Conflictos mundiales * Blog La cordura emprende la batalla


jueves, 22 de octubre de 2015

La fuente del dolor La niña se entretenía en la entrada de la casa terrera con sus calderitos



La niña se entretenía en la entrada de la casa terrera con sus calderitos, cocinando piedras, el juego la hacía soñar con manjares deliciosos, aquellos días cuando su papá trabajaba en la construcción y llegaba muy sucio, oliendo a cemento, con el bolsito repleto de comida china, pizzas, golosinas y algunas botellitas de clipper de fresa.
 

Mariola, a pesar de sus siete añitos, era consciente de que aquellos tiempos no volverían, el desempleo condenó al pobre Pablo a la bebida, luego llegó el maltrato, las palizas a su madre invidente desde el brutal golpe en la cabeza, la policía se lo llevó, estuvo varios años preso fuera de Canarias, luego le perdió la pista, se quedaron las dos solas, la escasa ayuda social no daba para nada, por eso se entretenía sin mirar la nevera vacía en cocinar las lajas de la antigua playa fósil, la que inundaba el yacimiento arqueológico de Tufia, el misterioso conjunto de viviendas de piedra seca, el lugar mágico de los antiguos.
 

Su madre se quedaba sola hasta la salida del colegio, a la niña se la llevaba una vecina en su coche, Cristina en casa ya conocía cada mueble, cada rincón en su oscuridad, una negrura que a veces traía recuerdos dulces, la resignación de perder la visión de aquel hermoso mundo, cuando conoció a su marido en el asadero de Teresa, la casita de San José del Álamo donde organizaban las fiestas de la pandilla.
 

El hambre la paliaba con el agua fresca que manaba del manantial del barranco, la vivienda cada vez más deteriorada y con la presión de Juan El Casero, el implacable usurero amigo del alcalde que iba casa por casa cobrando, presionando con amenazas a quien no podía pagar el alquiler.
 

Su hermano Julián, enganchado a la heroína, traía alimentos que recogía de madrugada en los contenedores de basura de Telde, pan duro, yogures caducados, fruta mordida, embutidos untados de mantequilla en mal estado.
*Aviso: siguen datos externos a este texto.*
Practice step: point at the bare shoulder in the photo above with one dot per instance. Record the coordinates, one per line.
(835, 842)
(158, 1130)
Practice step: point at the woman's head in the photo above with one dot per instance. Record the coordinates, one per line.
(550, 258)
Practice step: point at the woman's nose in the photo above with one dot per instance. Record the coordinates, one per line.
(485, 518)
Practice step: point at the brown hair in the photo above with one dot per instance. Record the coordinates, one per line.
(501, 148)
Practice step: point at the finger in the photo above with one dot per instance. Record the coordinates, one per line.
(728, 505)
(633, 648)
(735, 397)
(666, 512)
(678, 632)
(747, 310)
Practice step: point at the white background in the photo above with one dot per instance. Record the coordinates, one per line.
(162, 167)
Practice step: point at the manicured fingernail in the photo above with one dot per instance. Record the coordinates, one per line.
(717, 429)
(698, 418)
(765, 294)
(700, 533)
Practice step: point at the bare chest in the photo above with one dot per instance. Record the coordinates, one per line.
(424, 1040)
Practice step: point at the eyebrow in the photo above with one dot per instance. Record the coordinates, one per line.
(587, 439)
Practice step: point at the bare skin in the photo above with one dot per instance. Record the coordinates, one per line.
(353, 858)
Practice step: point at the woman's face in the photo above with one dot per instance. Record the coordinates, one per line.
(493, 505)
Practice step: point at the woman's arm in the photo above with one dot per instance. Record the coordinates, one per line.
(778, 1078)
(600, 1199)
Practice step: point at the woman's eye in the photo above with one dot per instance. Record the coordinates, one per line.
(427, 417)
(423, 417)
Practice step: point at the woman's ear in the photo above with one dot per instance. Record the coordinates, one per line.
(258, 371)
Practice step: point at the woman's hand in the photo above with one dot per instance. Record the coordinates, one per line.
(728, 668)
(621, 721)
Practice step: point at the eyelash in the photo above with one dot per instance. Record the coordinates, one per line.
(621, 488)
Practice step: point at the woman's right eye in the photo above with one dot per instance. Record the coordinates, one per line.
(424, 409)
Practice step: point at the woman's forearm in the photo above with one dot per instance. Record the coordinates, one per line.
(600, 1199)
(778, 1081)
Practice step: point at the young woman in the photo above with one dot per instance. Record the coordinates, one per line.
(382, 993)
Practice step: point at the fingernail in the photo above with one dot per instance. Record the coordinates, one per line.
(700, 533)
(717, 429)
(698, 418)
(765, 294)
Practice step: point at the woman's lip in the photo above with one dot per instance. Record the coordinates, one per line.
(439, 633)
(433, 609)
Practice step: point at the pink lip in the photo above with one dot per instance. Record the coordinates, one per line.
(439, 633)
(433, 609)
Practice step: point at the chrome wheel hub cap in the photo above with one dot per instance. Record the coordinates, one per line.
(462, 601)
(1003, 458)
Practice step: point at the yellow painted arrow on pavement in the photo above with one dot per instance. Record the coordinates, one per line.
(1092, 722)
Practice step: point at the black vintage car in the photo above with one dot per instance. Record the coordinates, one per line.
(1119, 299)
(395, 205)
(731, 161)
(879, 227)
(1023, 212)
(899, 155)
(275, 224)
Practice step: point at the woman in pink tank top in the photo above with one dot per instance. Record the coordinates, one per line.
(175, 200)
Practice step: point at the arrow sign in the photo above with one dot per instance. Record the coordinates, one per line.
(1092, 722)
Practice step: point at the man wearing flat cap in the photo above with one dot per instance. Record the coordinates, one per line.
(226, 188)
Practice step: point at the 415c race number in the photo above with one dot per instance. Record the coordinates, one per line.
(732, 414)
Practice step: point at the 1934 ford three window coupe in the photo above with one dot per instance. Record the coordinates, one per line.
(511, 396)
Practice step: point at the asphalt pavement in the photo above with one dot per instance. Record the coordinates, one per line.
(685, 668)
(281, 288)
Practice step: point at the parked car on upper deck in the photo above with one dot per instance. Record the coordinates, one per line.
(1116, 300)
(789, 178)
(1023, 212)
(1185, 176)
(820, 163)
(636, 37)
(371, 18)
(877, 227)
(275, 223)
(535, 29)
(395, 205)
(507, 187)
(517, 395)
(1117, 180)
Esa era la comida diaria, Cristina ciega solo percibía el mal olor, el desagradable sabor cuando intentaba que su niña comiera dignamente, ni siquiera la comida que le traían en la ambulancia de Cruz Roja era suficiente, un mundo destrozado, donde solo el sonido del embravecido Atlántico paliaba el inmenso sufrimiento de verse sin nada, olvidadas por un estado terrorista y corrupto.
 

Lo anodino del día acababa cuando llegaba la pequeña Mariola, parecía que todo se llenaba de alegría, inundaba la humilde vivienda de luz, hablaba contando lo que había dado en el cole, las cosas de sus amigos, las golosinas del niño que cumplía años en aquella semana. Cristina se sentaba en aquel instante de felicidad mientras la chiquilla encendía la vieja tele para ver los dibujos, un instante de felicidad en el infierno del empobrecimiento extremo, de la miseria, del hambre, la constante sensación de sentirse olvidadas, abandonadas por un sistema criminal, donde solo la mafia política y empresarial tenía derecho a los residuos fecales de la “democracia”.